Understanding a molecular mechanism as a cause of retinitis pigmentosa

Brief Lay background

Retinitis pigmentosa (RP) describes a group of closely related inherited eye conditions that affect the retina – the specialised light-sensitive tissue at the back of the eye.

RP is the most common inherited eye condition, affecting around one in 4,000 people in the UK.

A person’s sight loss usually happens gradually, over many years – and sometimes eventually leads to registered blindness.

What problem/knowledge gap does it help address

The retina contains millions of light-sensing cells (photoreceptors), which are vital for healthy eyesight. In patients with retinal degenerative disorders like RP, the photoreceptors stop working or die – leading to progressive sight loss. Unfortunately, there is currently no known cure or effective treatment that can stop the progression of RP.
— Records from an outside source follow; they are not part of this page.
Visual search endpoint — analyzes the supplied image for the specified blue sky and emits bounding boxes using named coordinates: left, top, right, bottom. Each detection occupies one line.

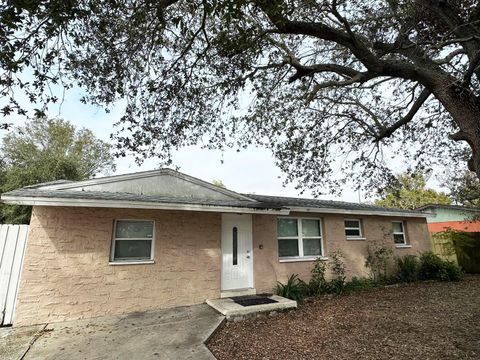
left=0, top=83, right=446, bottom=202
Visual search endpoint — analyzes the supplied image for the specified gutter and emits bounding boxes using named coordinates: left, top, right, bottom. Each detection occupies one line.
left=1, top=195, right=290, bottom=215
left=290, top=206, right=430, bottom=218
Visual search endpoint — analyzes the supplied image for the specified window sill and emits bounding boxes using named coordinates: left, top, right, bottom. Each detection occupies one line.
left=278, top=256, right=328, bottom=262
left=395, top=244, right=412, bottom=249
left=108, top=260, right=155, bottom=266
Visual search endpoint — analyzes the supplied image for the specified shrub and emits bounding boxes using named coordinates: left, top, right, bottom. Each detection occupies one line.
left=308, top=258, right=329, bottom=296
left=330, top=251, right=346, bottom=295
left=418, top=251, right=463, bottom=281
left=344, top=276, right=377, bottom=292
left=397, top=255, right=419, bottom=282
left=274, top=274, right=308, bottom=302
left=365, top=245, right=392, bottom=281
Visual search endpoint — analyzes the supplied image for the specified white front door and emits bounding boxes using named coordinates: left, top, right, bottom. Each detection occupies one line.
left=222, top=214, right=253, bottom=290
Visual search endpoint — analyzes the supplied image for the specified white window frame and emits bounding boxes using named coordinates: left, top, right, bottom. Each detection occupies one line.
left=392, top=220, right=408, bottom=247
left=109, top=219, right=155, bottom=265
left=277, top=216, right=327, bottom=262
left=343, top=219, right=365, bottom=240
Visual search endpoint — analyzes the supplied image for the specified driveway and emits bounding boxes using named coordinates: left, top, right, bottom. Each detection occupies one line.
left=0, top=304, right=223, bottom=360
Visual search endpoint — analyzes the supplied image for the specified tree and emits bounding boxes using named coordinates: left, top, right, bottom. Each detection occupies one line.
left=444, top=171, right=480, bottom=207
left=0, top=119, right=115, bottom=223
left=375, top=173, right=452, bottom=210
left=0, top=0, right=480, bottom=192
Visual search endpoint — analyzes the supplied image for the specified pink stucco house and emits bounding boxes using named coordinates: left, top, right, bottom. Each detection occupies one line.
left=1, top=169, right=430, bottom=325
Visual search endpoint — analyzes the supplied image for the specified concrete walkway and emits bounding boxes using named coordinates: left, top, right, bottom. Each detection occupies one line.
left=0, top=304, right=224, bottom=360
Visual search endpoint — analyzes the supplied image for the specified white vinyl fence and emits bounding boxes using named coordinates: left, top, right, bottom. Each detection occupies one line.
left=0, top=224, right=28, bottom=326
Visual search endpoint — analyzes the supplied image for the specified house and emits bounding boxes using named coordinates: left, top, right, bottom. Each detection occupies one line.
left=417, top=204, right=480, bottom=273
left=1, top=169, right=430, bottom=326
left=417, top=204, right=480, bottom=233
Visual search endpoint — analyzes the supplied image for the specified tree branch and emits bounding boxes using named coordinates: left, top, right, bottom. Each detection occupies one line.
left=375, top=88, right=431, bottom=142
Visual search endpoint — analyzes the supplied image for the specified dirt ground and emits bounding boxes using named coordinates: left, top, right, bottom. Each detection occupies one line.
left=208, top=275, right=480, bottom=360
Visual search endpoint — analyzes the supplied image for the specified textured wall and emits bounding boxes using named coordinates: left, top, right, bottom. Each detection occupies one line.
left=14, top=207, right=430, bottom=326
left=253, top=213, right=431, bottom=293
left=14, top=207, right=221, bottom=326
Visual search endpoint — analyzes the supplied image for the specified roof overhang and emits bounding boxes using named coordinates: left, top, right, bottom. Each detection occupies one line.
left=1, top=195, right=290, bottom=215
left=289, top=206, right=429, bottom=218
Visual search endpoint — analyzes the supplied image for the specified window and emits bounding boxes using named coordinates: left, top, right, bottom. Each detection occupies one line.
left=345, top=219, right=362, bottom=239
left=111, top=220, right=154, bottom=262
left=392, top=221, right=407, bottom=245
left=277, top=218, right=322, bottom=259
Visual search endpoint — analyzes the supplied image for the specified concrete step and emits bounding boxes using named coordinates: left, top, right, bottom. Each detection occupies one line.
left=207, top=295, right=297, bottom=320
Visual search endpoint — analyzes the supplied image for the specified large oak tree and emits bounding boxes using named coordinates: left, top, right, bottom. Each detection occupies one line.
left=0, top=0, right=480, bottom=194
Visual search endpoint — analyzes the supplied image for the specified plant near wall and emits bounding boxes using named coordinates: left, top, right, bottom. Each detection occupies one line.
left=330, top=251, right=346, bottom=295
left=397, top=255, right=420, bottom=282
left=418, top=251, right=463, bottom=281
left=274, top=274, right=308, bottom=302
left=365, top=244, right=393, bottom=281
left=308, top=258, right=330, bottom=296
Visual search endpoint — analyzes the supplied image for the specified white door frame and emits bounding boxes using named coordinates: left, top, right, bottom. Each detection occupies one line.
left=221, top=214, right=253, bottom=291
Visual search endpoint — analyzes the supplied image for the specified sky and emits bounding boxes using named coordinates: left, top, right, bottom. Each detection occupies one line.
left=0, top=82, right=450, bottom=202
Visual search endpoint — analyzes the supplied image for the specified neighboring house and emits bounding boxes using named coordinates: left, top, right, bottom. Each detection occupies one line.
left=1, top=169, right=430, bottom=326
left=417, top=204, right=480, bottom=233
left=417, top=204, right=480, bottom=273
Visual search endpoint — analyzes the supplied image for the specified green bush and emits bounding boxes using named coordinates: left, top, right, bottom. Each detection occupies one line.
left=330, top=251, right=346, bottom=295
left=418, top=251, right=463, bottom=281
left=274, top=274, right=308, bottom=302
left=308, top=258, right=330, bottom=296
left=397, top=255, right=420, bottom=282
left=344, top=276, right=378, bottom=293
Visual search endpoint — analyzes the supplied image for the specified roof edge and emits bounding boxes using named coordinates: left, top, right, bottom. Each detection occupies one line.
left=41, top=168, right=258, bottom=203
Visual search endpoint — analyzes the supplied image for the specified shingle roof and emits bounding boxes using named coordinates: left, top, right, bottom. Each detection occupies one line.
left=2, top=188, right=282, bottom=209
left=415, top=204, right=480, bottom=212
left=243, top=194, right=421, bottom=214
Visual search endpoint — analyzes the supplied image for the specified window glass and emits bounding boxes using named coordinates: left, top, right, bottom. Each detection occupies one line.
left=115, top=220, right=153, bottom=239
left=303, top=239, right=322, bottom=256
left=278, top=239, right=299, bottom=257
left=345, top=229, right=360, bottom=236
left=392, top=221, right=403, bottom=233
left=302, top=219, right=320, bottom=236
left=345, top=220, right=360, bottom=228
left=277, top=218, right=298, bottom=237
left=114, top=240, right=152, bottom=260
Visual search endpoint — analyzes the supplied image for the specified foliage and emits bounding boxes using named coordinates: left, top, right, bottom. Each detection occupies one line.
left=0, top=118, right=115, bottom=223
left=365, top=244, right=393, bottom=281
left=344, top=276, right=378, bottom=293
left=443, top=171, right=480, bottom=207
left=274, top=274, right=308, bottom=302
left=308, top=258, right=330, bottom=296
left=418, top=251, right=463, bottom=281
left=0, top=0, right=480, bottom=193
left=330, top=251, right=346, bottom=295
left=397, top=255, right=420, bottom=282
left=375, top=173, right=452, bottom=210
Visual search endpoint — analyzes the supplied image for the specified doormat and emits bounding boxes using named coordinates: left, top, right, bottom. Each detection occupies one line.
left=231, top=295, right=278, bottom=306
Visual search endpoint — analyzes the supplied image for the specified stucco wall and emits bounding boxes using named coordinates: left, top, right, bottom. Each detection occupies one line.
left=14, top=207, right=221, bottom=326
left=14, top=207, right=430, bottom=326
left=253, top=213, right=431, bottom=293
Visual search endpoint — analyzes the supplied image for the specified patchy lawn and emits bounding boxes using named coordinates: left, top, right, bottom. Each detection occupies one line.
left=208, top=275, right=480, bottom=360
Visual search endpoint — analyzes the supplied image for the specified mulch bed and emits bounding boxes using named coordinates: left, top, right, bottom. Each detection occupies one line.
left=207, top=275, right=480, bottom=360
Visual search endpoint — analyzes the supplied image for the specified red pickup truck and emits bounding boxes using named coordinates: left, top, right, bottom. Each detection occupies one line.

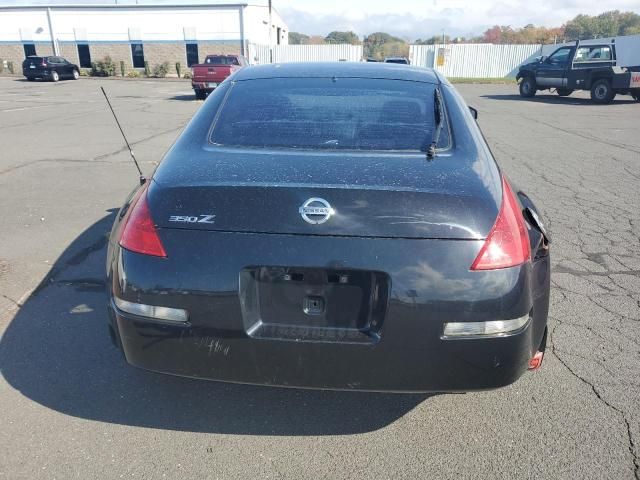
left=191, top=55, right=249, bottom=100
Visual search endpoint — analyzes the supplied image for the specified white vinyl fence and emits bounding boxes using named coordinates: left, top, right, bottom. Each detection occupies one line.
left=409, top=43, right=542, bottom=78
left=248, top=43, right=362, bottom=64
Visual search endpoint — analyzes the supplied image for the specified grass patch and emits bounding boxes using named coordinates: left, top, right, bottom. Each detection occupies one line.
left=447, top=77, right=517, bottom=85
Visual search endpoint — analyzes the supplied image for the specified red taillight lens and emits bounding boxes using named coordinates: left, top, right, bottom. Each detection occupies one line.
left=120, top=186, right=167, bottom=257
left=471, top=176, right=531, bottom=270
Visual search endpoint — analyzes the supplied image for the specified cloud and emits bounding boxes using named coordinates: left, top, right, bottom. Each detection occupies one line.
left=274, top=0, right=640, bottom=40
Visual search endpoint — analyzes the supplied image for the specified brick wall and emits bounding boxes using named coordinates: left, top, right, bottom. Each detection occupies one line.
left=143, top=42, right=187, bottom=76
left=89, top=43, right=133, bottom=75
left=58, top=43, right=80, bottom=65
left=0, top=41, right=240, bottom=76
left=198, top=42, right=240, bottom=58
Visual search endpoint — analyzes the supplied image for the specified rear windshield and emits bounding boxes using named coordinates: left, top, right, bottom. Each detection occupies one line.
left=204, top=56, right=240, bottom=65
left=210, top=78, right=448, bottom=151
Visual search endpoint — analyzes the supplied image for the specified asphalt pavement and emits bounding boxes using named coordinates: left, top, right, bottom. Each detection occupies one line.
left=0, top=77, right=640, bottom=480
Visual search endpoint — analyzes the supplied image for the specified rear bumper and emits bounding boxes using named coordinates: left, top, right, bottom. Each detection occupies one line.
left=110, top=304, right=534, bottom=392
left=191, top=82, right=220, bottom=93
left=108, top=230, right=549, bottom=392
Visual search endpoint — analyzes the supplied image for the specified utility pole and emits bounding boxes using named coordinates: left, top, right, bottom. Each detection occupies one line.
left=269, top=0, right=273, bottom=63
left=47, top=8, right=60, bottom=57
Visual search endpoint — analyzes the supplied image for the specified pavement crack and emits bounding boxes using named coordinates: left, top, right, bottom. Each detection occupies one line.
left=550, top=319, right=640, bottom=480
left=33, top=234, right=108, bottom=295
left=0, top=293, right=22, bottom=308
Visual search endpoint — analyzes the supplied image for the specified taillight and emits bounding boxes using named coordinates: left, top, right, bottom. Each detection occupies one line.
left=120, top=185, right=167, bottom=257
left=471, top=176, right=531, bottom=270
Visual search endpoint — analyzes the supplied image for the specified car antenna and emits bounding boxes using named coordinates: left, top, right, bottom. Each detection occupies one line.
left=100, top=87, right=147, bottom=185
left=427, top=84, right=444, bottom=160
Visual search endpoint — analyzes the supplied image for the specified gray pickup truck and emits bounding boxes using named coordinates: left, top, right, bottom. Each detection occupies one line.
left=516, top=36, right=640, bottom=104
Scientists have so far identified faults in more than 60 different genes that can cause RP. Each of these genes contains the instructions for making proteins that are important for maintaining the correct structure and function of photoreceptors.

Scientists are aiming to develop cutting-edge gene therapies that aim to correct the underlying cause of RP in the patient’s photoreceptor cells. But unfortunately, for around four out of ten people with an inherited retinal disorder, it is not currently possible to identify a precise genetic cause – hindering the development of novel targeted treatments for these patients.

Aim of the project

The team has recently identified the genetic cause of RP in many of these unsolved families. But they do not understand how these new and unusual types of genetic fault – which are located in a ‘non-coding’ region of the genome rather than within a gene – interfere with the normal function of the retina.

In this project, they aim to:

1. Uncover a new molecular mechanism behind the development of RP.
2. Investigate the potential of targeted therapeutic approaches to correct the underlying cause of the disease in these patients.

Key procedures/objectives

1. Generate 3D ‘mini retinas’ using stem cells from patients with RP caused by these newly identified genetic faults.
2. Investigate any changes in gene activity and its consequences in these ‘mini retinas’.
3. Explore a variety of experimental approaches – including gene editing – that could help to restore normal gene activity.

Potential impact on people with sight loss

This research could help to improve understanding of the causes of RP – and could one day lead to new targeted treatments that can slow down or reverse sight loss in patients. If successful, this would dramatically improve the quality of life for people with the condition.